Operadaki Hayalet, Gaston Leroux'nun aynı adlı romanından uyarlanmıştır. Romantik ama karanlık hikaye, Paris Operası'nın altındaki bir zindanda yaşayan, doğaüstü güçlere sahip gizemli bir yaratığın hikayesini anlatıyor. Genç şarkıcı Christina'ya aşık olur ve onun patronu olur.

Operadaki Hayalet'in galası 9 Ekim 1986'da Kraliyet Tiyatrosu'nda gerçekleşti, Majestelerinin aile üyeleri bile oradaydı. Gösteri Broadway tarihinin en uzun soluklu müzikali oldu ve Cats'i bile geride bıraktı.

2004 yılında müzikal, Gerard Butler'ın maskeli hayaleti canlandırdığı bir film haline geldi.

"Evita"

Bir müzikal yaratma fikri tesadüfen ortaya çıktı - Ekim 1973'te Tim Rice, arabasında Arjantinli diktatör Juan Peron'un karısı Evita Peron'la ilgili bir radyo programının sonunu duydu. Hayatının hikayesi şairin ilgisini çekti. Dizinin konusu onun 15 yaşında Buenos Aires'e nasıl geldiğini ve önce ünlü bir oyuncu, ardından da ülkenin cumhurbaşkanının eşi olduğunu anlatıyor. Bu kadın fakirlere yardım etti ama aynı zamanda Arjantin'de diktatörlüğün yükselişine de katkıda bulundu.
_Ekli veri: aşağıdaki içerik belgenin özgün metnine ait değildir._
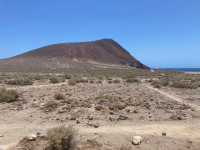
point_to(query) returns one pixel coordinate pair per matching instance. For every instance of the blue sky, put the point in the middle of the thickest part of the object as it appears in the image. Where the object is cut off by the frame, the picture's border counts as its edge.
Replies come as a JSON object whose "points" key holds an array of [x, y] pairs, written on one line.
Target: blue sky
{"points": [[159, 33]]}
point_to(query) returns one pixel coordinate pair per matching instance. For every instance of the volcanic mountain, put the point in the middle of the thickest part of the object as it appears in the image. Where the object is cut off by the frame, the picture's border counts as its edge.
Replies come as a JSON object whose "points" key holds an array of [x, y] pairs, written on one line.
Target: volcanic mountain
{"points": [[104, 51]]}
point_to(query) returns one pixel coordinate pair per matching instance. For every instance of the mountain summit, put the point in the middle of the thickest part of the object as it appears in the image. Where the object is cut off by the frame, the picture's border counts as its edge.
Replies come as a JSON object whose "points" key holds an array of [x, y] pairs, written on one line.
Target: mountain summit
{"points": [[105, 51]]}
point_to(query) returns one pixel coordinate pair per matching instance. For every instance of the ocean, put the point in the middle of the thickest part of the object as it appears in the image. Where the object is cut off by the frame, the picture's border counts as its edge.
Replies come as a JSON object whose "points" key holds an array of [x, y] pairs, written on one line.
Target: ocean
{"points": [[182, 69]]}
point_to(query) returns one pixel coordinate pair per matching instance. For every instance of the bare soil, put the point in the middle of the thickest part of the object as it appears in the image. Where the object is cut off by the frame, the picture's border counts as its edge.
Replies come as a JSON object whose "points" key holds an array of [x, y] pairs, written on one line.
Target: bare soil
{"points": [[149, 112]]}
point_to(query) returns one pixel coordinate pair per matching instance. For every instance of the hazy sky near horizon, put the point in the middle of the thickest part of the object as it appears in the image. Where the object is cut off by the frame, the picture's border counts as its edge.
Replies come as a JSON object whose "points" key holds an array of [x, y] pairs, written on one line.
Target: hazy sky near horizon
{"points": [[159, 33]]}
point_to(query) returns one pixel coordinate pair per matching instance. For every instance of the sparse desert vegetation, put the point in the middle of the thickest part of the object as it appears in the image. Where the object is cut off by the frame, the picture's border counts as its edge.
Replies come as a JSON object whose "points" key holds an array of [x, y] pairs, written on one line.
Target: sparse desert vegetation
{"points": [[8, 95], [62, 138], [96, 105]]}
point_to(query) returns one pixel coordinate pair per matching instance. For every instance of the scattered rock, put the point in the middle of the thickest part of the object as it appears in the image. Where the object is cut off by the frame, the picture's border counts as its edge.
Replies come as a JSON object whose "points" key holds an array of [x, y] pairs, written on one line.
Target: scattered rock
{"points": [[39, 133], [137, 140]]}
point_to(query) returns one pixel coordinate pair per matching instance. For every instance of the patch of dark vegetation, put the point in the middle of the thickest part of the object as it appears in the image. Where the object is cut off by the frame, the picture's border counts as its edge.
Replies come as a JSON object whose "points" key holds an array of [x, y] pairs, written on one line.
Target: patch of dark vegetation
{"points": [[62, 138], [20, 81], [51, 105], [55, 80], [8, 95], [186, 85], [59, 96]]}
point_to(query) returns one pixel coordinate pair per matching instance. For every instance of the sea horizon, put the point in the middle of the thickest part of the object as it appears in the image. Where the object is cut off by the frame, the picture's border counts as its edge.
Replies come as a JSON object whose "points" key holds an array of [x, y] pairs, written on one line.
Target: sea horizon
{"points": [[182, 69]]}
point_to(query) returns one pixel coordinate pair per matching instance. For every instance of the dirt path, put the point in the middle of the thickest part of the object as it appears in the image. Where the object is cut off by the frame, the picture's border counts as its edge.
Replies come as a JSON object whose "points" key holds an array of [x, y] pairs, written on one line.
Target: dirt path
{"points": [[38, 86], [196, 107]]}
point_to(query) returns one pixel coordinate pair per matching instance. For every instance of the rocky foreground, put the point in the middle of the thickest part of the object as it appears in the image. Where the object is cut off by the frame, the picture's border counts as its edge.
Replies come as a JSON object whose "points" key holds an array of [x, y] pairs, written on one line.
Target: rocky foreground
{"points": [[107, 115]]}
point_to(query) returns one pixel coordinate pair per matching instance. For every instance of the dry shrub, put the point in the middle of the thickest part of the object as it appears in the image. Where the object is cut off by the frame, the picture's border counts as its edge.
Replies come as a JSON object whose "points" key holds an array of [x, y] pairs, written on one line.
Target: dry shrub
{"points": [[51, 105], [184, 85], [20, 81], [72, 81], [67, 76], [132, 80], [105, 96], [62, 138], [98, 107], [59, 96], [116, 81], [8, 95], [54, 80]]}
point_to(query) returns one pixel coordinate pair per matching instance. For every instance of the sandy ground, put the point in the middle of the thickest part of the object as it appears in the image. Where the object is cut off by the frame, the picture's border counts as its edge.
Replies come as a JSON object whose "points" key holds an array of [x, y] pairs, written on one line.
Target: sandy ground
{"points": [[149, 123]]}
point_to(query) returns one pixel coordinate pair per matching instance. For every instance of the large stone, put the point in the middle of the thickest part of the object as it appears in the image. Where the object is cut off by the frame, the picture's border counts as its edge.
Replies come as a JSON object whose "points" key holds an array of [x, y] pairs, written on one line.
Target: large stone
{"points": [[137, 140]]}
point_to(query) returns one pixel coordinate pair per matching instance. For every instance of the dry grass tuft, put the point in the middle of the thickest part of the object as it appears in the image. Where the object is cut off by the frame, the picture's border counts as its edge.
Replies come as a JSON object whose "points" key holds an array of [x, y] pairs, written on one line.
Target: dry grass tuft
{"points": [[8, 95], [62, 138]]}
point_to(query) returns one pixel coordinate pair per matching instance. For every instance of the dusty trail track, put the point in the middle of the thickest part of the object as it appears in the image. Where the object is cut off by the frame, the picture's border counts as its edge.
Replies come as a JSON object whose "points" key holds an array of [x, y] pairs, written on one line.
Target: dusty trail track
{"points": [[172, 129]]}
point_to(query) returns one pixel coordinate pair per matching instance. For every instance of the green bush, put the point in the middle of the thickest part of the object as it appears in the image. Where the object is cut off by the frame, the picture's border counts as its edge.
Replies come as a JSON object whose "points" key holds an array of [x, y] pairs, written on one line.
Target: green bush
{"points": [[110, 81], [54, 80], [72, 81], [67, 76], [59, 96], [62, 138], [158, 86], [83, 81], [51, 105], [116, 81], [105, 96], [20, 81], [186, 85], [8, 95]]}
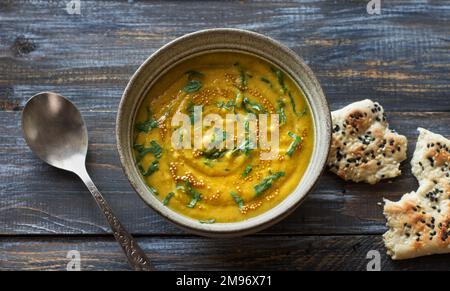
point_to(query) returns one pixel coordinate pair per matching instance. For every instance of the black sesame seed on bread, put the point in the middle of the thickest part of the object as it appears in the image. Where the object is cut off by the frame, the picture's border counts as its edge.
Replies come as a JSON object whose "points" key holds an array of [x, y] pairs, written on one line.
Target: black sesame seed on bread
{"points": [[419, 224], [363, 147]]}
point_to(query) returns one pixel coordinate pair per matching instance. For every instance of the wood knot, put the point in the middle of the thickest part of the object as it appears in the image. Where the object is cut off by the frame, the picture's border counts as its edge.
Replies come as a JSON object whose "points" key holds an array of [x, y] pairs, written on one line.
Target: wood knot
{"points": [[23, 46]]}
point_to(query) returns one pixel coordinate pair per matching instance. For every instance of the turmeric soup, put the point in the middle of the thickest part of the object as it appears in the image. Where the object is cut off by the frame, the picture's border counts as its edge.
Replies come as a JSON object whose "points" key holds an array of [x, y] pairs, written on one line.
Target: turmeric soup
{"points": [[229, 183]]}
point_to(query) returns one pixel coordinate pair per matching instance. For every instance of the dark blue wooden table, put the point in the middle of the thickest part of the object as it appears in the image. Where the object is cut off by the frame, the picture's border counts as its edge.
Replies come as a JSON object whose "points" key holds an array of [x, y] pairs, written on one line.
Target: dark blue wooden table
{"points": [[400, 58]]}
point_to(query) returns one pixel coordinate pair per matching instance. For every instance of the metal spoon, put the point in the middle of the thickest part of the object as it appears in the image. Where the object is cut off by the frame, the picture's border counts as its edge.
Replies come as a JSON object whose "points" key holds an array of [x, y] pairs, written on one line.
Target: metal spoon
{"points": [[55, 131]]}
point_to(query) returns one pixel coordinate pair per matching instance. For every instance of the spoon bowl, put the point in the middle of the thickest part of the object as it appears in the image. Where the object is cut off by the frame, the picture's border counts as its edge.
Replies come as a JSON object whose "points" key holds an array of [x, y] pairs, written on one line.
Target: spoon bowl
{"points": [[55, 131]]}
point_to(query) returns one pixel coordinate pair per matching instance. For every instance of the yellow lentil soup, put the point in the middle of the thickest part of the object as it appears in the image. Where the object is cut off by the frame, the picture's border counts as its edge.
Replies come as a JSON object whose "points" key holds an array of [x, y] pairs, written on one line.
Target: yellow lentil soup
{"points": [[222, 185]]}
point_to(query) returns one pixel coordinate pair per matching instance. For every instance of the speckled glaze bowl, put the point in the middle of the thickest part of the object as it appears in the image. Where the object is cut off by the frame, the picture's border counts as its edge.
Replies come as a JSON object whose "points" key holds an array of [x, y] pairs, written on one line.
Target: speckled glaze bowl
{"points": [[222, 39]]}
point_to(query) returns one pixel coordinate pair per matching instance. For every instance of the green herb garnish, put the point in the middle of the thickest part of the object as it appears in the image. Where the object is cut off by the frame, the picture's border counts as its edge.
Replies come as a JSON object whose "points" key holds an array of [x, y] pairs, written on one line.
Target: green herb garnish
{"points": [[214, 153], [267, 182], [238, 199], [280, 77], [291, 98], [208, 162], [154, 148], [167, 198], [192, 86], [196, 196], [247, 171], [294, 144], [226, 105], [238, 99], [253, 107], [148, 124], [153, 190], [243, 76], [267, 81], [154, 166], [190, 109], [280, 111], [207, 221]]}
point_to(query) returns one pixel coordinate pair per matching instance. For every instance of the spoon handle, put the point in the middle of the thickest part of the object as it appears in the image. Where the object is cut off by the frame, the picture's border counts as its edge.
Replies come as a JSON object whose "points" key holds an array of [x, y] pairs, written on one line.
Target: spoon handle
{"points": [[135, 255]]}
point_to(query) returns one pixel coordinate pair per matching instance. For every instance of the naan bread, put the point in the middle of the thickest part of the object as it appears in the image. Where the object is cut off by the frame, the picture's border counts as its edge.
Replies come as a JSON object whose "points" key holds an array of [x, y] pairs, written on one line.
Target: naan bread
{"points": [[419, 224], [363, 148]]}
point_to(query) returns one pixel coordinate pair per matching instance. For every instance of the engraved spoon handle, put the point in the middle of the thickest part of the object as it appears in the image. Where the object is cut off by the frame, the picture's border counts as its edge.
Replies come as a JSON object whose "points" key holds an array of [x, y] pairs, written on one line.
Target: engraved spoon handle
{"points": [[135, 255]]}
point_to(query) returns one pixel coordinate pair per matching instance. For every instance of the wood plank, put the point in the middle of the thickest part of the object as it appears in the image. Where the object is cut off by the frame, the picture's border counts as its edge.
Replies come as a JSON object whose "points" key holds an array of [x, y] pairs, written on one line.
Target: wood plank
{"points": [[399, 58], [44, 200], [201, 254]]}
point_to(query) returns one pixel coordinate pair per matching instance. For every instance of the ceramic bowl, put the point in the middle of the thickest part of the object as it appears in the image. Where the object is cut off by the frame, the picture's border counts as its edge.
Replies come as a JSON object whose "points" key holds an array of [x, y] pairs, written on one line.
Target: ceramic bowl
{"points": [[224, 39]]}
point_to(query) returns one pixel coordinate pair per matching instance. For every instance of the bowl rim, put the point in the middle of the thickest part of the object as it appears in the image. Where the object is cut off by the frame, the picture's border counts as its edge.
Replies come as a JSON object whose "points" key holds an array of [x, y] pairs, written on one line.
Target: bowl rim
{"points": [[262, 220]]}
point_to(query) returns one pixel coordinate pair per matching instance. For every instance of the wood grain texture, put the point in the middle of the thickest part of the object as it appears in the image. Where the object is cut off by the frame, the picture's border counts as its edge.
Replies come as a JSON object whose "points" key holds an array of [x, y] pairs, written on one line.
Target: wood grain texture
{"points": [[177, 254], [400, 58]]}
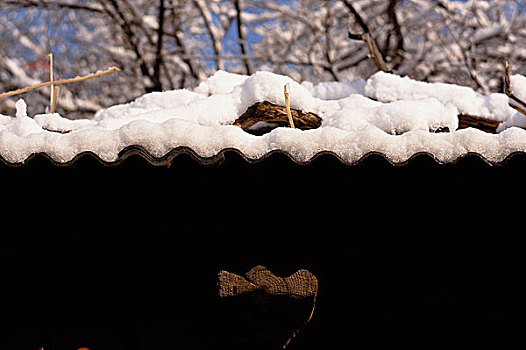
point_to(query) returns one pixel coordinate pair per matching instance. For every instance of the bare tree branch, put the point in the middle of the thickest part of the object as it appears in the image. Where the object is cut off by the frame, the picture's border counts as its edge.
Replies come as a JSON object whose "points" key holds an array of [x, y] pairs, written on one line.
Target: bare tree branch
{"points": [[242, 43]]}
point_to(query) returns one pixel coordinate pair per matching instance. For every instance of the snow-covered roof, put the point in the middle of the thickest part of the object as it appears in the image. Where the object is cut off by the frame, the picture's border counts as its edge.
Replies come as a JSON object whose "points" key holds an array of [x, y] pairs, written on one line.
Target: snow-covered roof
{"points": [[387, 114]]}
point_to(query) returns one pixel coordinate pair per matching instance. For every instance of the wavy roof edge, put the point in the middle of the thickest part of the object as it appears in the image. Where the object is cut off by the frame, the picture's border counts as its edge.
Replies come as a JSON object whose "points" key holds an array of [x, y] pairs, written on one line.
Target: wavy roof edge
{"points": [[168, 158]]}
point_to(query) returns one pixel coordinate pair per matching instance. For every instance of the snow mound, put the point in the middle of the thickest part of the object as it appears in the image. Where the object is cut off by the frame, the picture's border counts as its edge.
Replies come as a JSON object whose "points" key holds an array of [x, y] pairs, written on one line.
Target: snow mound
{"points": [[387, 114], [389, 87]]}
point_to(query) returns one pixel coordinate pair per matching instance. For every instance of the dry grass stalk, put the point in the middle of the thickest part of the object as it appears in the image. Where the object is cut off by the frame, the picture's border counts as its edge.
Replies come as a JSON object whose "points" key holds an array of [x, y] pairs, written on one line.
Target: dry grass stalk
{"points": [[56, 91], [58, 82], [287, 105], [51, 78]]}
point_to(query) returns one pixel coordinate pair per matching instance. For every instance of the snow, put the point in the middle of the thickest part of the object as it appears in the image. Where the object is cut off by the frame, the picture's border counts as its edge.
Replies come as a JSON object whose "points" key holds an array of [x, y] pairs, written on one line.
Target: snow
{"points": [[389, 87], [388, 114]]}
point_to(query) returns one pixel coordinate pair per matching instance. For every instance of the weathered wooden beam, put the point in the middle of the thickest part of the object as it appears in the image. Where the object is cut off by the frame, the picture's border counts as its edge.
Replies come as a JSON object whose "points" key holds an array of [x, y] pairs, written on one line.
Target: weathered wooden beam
{"points": [[262, 117]]}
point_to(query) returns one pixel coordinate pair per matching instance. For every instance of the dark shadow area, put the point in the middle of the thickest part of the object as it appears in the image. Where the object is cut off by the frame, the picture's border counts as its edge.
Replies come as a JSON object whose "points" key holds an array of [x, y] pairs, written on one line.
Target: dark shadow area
{"points": [[126, 257]]}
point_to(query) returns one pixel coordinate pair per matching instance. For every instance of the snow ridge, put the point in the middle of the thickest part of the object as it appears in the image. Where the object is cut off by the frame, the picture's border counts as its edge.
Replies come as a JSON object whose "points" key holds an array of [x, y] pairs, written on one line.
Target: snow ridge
{"points": [[387, 114]]}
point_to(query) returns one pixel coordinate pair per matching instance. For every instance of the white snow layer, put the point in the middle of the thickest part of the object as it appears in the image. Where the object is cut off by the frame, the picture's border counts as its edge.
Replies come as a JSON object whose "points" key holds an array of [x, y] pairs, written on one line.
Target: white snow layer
{"points": [[388, 114]]}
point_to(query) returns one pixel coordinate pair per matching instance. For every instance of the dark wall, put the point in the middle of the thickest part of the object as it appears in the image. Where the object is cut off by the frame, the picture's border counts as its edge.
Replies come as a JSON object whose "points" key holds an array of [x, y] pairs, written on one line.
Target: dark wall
{"points": [[126, 257]]}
Müzikal 21 Haziran 1978'de gösterime girdi ve 20 yıl sonra buna dayalı bir film yapılmasına karar verildi. Alan Parker'ın yönettiği filmde Madonna rol aldı.

"Mama Mia"

ABBA'nın şarkılarının popülaritesi o kadar büyük ki, onlardan yola çıkarak bir müzikal yaratma fikri şaşırtıcı değil. Müzikal, efsanevi dörtlünün 22 hitini içeriyordu. Yazarları ABBA'nın erkek yarısıydı. Konusu şu şekildedir: Sophie evlenmeye hazırlanıyor. Kendisini götürmek için babasını düğüne davet edecek altar. Sadece kızın annesi Donna onun hakkında hiç konuşmadı. Sophie, annesinin üç farklı erkekle olan ilişkilerini anlatan günlüğünü buldu ve sonuçta hepsine bir davetiye gönderildi. Düğüne misafirler gelmeye başlayınca eğlence başlıyor...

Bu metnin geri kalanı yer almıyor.